Flaxmeadow - I agree.
My childhood was a mess, in a lot of ways, and very much up and down, depending on what state my parents were in and who I was living with. It swung from riding lessons and holidays, new clothes and toys and books almost weekly, attending super selective schools, to unheated, overcrowded flats with no plaster on the walls, no working cooker, shoes that were falling apart, and back again. Looking back, it taught me a lot. It certainly taught me how to cope in multiple different environments and with different resources.
My husband, on the other hand, grew up very comfortable, and was never challenged or allowed to take any risk. He has no 'coping ability' at all, and anything even slightly adverse is a huge deal.

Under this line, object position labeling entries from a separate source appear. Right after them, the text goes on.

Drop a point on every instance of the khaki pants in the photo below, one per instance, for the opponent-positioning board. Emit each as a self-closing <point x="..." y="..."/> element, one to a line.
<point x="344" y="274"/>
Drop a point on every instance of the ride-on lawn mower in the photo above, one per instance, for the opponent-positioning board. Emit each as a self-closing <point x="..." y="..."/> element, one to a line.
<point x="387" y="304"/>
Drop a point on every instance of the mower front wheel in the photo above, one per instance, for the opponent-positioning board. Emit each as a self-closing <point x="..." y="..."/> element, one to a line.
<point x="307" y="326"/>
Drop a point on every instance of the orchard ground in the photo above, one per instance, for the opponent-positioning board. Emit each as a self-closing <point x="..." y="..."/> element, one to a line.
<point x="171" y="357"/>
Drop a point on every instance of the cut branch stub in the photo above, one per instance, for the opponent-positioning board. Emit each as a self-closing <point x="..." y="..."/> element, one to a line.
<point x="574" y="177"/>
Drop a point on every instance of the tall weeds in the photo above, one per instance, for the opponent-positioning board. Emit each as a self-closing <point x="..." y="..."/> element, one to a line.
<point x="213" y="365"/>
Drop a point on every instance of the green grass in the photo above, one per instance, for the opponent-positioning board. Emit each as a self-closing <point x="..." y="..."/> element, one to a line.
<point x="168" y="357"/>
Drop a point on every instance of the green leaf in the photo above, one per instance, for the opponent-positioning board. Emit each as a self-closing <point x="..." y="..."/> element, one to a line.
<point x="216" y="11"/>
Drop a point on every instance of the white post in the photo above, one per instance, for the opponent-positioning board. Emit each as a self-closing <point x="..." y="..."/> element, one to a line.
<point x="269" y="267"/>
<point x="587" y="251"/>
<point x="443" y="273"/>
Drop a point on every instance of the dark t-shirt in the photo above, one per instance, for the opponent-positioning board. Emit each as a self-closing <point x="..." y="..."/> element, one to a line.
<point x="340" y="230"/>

He's a lovely bloke and he loves our daughter to bits. But, in many ways, he's a source of stress, not a reduction of it, because he cannot plan, cannot cope in a crisis, cannot take ownership of an issue or effectively solve a problem. It means people avoid telling him 'negatives' or giving him challenges, because it's easier to just deal with everything without involving him. Even DD's started to spot it, and is starting to show that she won't lean on him unless she's made to. She's 10.

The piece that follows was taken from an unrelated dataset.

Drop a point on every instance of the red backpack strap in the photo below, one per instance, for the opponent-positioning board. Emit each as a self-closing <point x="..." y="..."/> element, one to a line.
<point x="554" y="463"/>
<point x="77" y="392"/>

We've had times when he's gotten quite upset about not being asked to do things, and I've tried to push back and 'handover' tasks to complete but the reality is, whenever that happens, whatever it is proverbially proves the straw the broke the camel's back, and it all becomes a huge drama.
It can be draining, having to constantly gee him up, smooth his path, just listening to the man complain about what are minor inconveniences. They're not minor to him, because he's never been subject to a less than ideal environment, but to me - it's neither here nor there. That doesn't make me 'better' in any way - I'm well aware that what I would consider stressful, someone else would laugh at - but he is an extreme example.
And he is an example, I think, of why people are getting stroppy a bit, and starting to use words like 'snowflake' and 'lack resilience', because there seem to be a lot like him around, and its hard to listen to people catastrophising over the loss of a privilege others have never had.
The furlough scheme is the classic example. So many complaints about 'how are we going to cope' on the cap, and zero understanding that there are hundreds of thousands of families who could only dream of having that as their biggest challenge.